2007-02-17

Krugle finds code

Krugle is an already seriosly good contender to Google Code Search, for digging up the source code of that <whatever> it is you are looking for. I love the interface which lets you slash down to the particulars you want, if you want to, or not. With a slap-on license filter, it would beat Code Search hands down. (They seem to consider adding it already, judging by their online survey asking whether we want it or not, and how badly.)

Its creators apparently just partnered up with the Yahoo! Developer Network.

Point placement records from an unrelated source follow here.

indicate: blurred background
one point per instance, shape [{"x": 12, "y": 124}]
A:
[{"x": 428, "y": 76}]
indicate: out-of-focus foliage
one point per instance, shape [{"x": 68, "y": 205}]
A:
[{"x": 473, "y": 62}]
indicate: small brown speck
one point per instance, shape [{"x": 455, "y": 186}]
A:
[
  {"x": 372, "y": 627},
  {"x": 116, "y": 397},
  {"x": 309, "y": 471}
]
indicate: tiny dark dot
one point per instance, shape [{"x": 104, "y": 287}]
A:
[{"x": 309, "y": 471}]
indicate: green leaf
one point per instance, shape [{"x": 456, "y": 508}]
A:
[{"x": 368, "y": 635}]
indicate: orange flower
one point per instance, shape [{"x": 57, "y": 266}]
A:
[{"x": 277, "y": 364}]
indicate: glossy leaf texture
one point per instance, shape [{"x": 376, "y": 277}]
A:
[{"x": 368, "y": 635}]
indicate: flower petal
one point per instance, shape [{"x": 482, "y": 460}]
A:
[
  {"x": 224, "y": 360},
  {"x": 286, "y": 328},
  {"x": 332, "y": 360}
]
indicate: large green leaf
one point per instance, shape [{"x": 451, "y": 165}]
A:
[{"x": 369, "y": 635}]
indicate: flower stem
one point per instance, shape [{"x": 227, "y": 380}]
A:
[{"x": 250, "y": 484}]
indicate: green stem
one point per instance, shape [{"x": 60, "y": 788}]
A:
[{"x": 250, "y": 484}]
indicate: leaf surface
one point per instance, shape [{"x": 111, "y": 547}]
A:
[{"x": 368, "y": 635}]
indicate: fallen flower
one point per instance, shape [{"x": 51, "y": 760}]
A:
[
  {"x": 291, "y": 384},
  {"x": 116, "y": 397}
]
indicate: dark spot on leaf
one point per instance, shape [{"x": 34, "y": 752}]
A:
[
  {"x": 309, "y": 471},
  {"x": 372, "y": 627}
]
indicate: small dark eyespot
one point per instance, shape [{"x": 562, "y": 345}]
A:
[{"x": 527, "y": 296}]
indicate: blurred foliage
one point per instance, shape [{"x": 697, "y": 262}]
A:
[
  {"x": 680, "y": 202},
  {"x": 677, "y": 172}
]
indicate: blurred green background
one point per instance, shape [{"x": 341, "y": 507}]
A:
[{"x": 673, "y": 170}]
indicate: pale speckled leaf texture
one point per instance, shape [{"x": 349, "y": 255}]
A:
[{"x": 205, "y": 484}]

This is exactly the tool I wish I had some day ago, when I dug up Dojo's getComputedStyle, to hack up a greased-weasel stand-alone getStyle which should be portable across browsers.
Categories:

2007-02-11

JSONP and Spreadsheets

A year has passed since I wrote about the merits of JSONP, and since then, services have slowly started using it, allowing you to use your data from web pages anywhere in contexts outside of the site of the services in question. Adoption is not very rapid, but every service that adopts it and does it well is a great win for the online community (and, I argue, the services themselves), since they are increasing the leverage of web programmers all over the world to a great extent.

Possibly even more so than javascript libraries and frameworks on offer; at the heart of JSONP lies a core of very lightly wrapped, highly concentrated raw data served in the most easily digestable format possible for a javascript programmer. It's just the matter of pointing a script tag at the data, and the data comes to your code, an HTTP request and a function call later. You just name the callback and get to do whatever it is you want to do with the data. (Yes. It really is that simple.)

The topic of this post will be spreadsheets, as spreadsheets is a very useful and low-barriers-to-entry way to access and maintain organizing structured data, the bread and wine of web applications, widgets, aggregation services and other tools and accessories you live and breathe on the web. Every one processes data of some sort, and most have a need to get it from somewhere. And I think online spreadsheets have lots of merit here, addressing a sore need in a very good manner.

No online spreadsheet that I am aware of supports JSONP natively today, though you can coax at least Google Spreadsheets and EditGrid into "sort of" supporting it. In the Google case you get valid and a letter correct JSONP feed, which is however not JSONP in spirit, whereas with EditGrid you get as good a spiritual match as you care for, but no URL configurable javascript callback name. So neither is really there yet, but I'll discuss how even this is already enough to be useful, after a fashion.

Google Spreadsheets

Let's start with Google, as there is less to say about that. Nowhere in their interface is there an actual JSONP (or JSON) option to pick, but you can ask its ATOM feed formatter to reformat its data as (surface) JSONP and it will happily comply. The question, however, when devising an export format, is always "how would my data best be expressed for its target domain?", which, in the case of JSONP, is javascript. And since javascript has multidimensional arrays, which is what a spreadsheet gives a visual face to, and ATOM does not, the outcome when you reformat the ATOM feed as JSONP is, shall we say, suboptimal.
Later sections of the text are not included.